Yikes. First I’ve heard of this–Dog Flu Spreads Worry Nationwide:

Vets stress that the flu is no reason for pet owners to panic, but they should take some precautions. If you take your dog to a dog park, bring the dog’s own water dish and toys, they say.

Apparently, this is mainly a concern at kennels and race tracks (bah! Race tracks! Shut the evil things down!).

Meanwhile, my friends just added a new greyhound to their home (they have adopted greyhounds for years). His name is Dexter and isn’t he lovely?

How is it that it has taken me until now to read Martha McPhee’s brilliant novel, Bright Angel Time? It is a gorgeous, heartbreaking book following the lives of one family torn apart by divorce (The Coopers–of which the protagonist, eight-year-old Kate, is the youngerst) and broken nearly beyond recognition when they merge with The Furey’s. Anton Furey is Kate’s mother’s boyfriend and it is to him that Kate, her two sisters, and their mother run one summer (the father left them long ago to live with another woman). He is not traveling alone, however. With him are his five children and then whatever other stragglers they pick up along the way, drinking, drugging, and running workshops about romantic love, etc.

It is Jane, Kate’s oldest sister, who is the hero. At twelve going on thirteen, she is wise beyond her years (likely from a lifetime of taking care of her mother) and eager to get things back to normal. And in the end, it is her actions which seem to snap her mother just a tiny bit out of her oblivian and set the families on a course home.

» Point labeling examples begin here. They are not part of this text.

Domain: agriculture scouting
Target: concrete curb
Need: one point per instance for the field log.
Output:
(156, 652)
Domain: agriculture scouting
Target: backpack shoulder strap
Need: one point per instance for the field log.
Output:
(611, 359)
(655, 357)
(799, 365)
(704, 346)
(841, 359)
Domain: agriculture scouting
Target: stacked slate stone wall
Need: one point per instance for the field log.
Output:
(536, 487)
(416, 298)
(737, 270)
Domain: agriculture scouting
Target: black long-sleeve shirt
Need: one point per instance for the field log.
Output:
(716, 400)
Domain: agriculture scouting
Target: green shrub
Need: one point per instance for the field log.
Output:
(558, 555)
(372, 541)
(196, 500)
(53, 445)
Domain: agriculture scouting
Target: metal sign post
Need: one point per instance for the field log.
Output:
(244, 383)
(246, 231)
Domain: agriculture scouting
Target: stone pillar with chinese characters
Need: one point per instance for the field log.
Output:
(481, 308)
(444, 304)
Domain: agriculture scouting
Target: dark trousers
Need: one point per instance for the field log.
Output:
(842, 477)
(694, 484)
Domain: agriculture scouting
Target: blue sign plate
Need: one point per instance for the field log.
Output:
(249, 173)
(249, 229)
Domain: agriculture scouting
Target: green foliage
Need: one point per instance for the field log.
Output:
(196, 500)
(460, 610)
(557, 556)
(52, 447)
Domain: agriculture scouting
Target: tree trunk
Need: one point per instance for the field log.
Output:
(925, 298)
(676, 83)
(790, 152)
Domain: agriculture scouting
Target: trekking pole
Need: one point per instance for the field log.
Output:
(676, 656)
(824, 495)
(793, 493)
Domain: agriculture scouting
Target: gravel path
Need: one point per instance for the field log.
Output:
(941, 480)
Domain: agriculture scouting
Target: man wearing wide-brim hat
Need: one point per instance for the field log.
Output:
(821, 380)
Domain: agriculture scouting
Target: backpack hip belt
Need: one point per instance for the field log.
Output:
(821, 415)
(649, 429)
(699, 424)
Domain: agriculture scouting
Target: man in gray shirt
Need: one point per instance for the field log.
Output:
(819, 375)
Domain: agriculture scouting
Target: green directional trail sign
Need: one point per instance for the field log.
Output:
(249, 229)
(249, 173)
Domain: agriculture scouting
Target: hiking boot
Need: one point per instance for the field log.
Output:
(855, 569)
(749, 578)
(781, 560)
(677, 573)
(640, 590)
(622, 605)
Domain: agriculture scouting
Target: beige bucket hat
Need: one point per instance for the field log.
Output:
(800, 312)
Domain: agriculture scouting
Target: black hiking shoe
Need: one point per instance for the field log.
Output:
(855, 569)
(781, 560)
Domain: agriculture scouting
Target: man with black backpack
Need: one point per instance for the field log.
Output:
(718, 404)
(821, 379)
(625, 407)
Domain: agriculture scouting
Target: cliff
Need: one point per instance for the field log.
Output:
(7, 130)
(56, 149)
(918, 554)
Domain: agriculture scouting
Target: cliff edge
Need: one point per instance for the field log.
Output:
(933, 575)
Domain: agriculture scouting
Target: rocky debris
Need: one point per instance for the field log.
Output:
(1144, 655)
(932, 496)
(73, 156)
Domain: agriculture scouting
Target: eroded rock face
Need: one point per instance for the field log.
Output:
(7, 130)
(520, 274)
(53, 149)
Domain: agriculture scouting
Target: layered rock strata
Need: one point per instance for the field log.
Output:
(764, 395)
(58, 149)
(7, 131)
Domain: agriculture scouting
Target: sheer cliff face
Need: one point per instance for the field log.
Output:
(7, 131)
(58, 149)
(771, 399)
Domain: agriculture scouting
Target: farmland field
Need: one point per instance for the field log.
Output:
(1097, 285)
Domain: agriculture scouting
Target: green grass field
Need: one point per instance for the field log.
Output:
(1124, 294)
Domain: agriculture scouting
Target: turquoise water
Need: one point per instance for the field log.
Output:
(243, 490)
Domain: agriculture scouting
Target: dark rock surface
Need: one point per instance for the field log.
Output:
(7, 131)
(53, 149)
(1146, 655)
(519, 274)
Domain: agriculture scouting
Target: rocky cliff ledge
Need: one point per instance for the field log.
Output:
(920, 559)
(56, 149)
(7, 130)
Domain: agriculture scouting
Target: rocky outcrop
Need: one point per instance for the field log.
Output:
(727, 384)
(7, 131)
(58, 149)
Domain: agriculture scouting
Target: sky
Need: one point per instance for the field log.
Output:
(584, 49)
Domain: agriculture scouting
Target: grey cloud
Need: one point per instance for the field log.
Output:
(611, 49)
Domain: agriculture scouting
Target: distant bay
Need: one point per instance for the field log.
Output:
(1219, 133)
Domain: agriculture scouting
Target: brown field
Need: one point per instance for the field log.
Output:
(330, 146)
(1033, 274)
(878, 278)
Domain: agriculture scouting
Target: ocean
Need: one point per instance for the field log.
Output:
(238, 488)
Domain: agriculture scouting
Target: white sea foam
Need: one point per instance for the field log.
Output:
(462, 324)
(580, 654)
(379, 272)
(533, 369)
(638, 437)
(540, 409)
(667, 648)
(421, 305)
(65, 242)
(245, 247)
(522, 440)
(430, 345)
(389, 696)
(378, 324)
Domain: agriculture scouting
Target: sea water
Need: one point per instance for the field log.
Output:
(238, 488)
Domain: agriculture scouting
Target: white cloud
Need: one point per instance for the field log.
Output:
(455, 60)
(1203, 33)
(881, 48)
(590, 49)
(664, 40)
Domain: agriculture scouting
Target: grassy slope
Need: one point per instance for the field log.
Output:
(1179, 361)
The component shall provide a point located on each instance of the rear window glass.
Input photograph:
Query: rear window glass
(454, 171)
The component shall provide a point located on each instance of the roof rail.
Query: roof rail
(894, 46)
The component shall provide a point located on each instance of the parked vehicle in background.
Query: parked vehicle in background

This book took my breath away. It is a beautifully written and fascinating tale, yes, but it was the personal connections I made to it that left me bereft and unable to read for several days after I finished it. It wasn’t just that the Coopers are three daughters who feel responsible for their mother and try to keep her safe (especially from her love interests) but that this book so captures that feeling of drifting, of being a child thrust seemingly parentless into the world that my sisters and I experienced. I was also struck by Kate’s fascination with the Grand Canyon (as evidenced in the title), which has been one of mine since childhood (and one I was able to satisfy nearly four years ago to the day when I hiked to the bottom of the Grand Canyon for the first time). Finally, I have been dreaming of my favorite cousins since I finished reading this book as they so resembled the wild, free-spirited, yet loving Furey’s.

Putting all of the personal connections aside, this book has enough universal appeal to carry any reader forward. If you have not read it, I hope you will.

Fisher update: We have had another visit–this morning, 2AM, outside bedroom window in the front lawn somewhere (impossible to say where exactly but sounded very close, as though it had climbed the oak tree so that it could put itself as near the window as possible), the fisher let out its scream. A chilling sound, several high-pitched yells and then a growl.

I’m finding the fisher not so charming today.